Looks like I spoke too soon. What made it appear to work just now was actually
a fix that my coworker put in place on the receiving end to re-encode the
characters if they showed up unencoded. The change I made to parse the
document differently did not actually maintain the encoding.
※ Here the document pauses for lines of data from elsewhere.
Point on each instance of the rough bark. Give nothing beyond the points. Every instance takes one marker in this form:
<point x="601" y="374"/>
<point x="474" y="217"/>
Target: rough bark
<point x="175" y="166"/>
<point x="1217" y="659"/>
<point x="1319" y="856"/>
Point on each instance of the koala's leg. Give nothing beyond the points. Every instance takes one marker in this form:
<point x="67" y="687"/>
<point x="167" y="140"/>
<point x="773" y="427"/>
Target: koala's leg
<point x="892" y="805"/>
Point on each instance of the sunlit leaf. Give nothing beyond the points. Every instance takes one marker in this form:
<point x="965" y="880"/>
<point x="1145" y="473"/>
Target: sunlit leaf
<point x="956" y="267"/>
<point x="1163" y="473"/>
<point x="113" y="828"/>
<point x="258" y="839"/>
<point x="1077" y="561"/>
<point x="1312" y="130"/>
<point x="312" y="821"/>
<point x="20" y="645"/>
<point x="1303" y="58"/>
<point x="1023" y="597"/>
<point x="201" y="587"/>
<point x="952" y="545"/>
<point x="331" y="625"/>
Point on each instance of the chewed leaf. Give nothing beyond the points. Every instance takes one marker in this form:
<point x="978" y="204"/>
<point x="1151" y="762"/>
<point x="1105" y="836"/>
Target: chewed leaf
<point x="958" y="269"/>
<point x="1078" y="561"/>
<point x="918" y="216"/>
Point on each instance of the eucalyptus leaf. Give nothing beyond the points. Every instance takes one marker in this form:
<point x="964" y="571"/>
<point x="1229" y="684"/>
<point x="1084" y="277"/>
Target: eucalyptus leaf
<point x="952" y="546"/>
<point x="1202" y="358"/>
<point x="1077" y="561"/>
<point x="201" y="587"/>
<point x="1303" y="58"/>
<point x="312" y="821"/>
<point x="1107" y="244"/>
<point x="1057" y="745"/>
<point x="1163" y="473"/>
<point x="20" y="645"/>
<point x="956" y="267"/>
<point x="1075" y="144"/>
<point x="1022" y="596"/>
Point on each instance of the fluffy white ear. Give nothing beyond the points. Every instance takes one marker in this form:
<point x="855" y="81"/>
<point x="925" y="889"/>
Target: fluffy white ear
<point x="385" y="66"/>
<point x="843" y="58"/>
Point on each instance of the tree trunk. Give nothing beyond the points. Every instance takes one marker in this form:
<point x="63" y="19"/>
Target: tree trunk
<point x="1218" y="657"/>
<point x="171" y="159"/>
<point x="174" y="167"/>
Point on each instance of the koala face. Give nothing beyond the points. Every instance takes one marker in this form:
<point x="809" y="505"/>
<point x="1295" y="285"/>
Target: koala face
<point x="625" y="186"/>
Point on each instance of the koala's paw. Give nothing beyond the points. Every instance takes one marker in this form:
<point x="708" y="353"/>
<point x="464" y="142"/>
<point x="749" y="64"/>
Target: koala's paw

The original request is this:
<?xml version="1.0" encoding="US-ASCII" ?>
<Update>
<Person>
<IDs>
<USCID>5843020612</USCID>
</IDs>
<Multi-KIMRole>
<KIMRole>
<RoleID>xxxáxxx</RoleID>
</KIMRole>
<KIMRole>
<RoleID>xxxöxxx</RoleID>
</KIMRole>
</Multi-KIMRole>
</Person>
</Update>
running xmllint as you specified generates the following, and converts the
encoded characters back to original:
$ xmllint --c14n misctest/unicodedevascii.xml
<Update>
<Person>
<IDs>
<USCID>5843020612</USCID>
</IDs>
<Multi-KIMRole>
<KIMRole>
<RoleID>xxxáxxx</RoleID>
</KIMRole>
<KIMRole>
<RoleID>xxxöxxx</RoleID>
</KIMRole>
</Multi-KIMRole>
</Person>
</Update>
Does this show what you were looking for?
Thanks,
Russ.
==============================
Russell Beall
Systems Programmer IV
Enterprise Identity Management
University of Southern California
[email protected]
==============================
On Apr 1, 2013, at 11:34 AM, Aleksey Sanin <[email protected]> wrote:
> Can you run your file through "xmllint --c14n"? This will tell us if
> the issue is on libxml2 or xmlsec sides.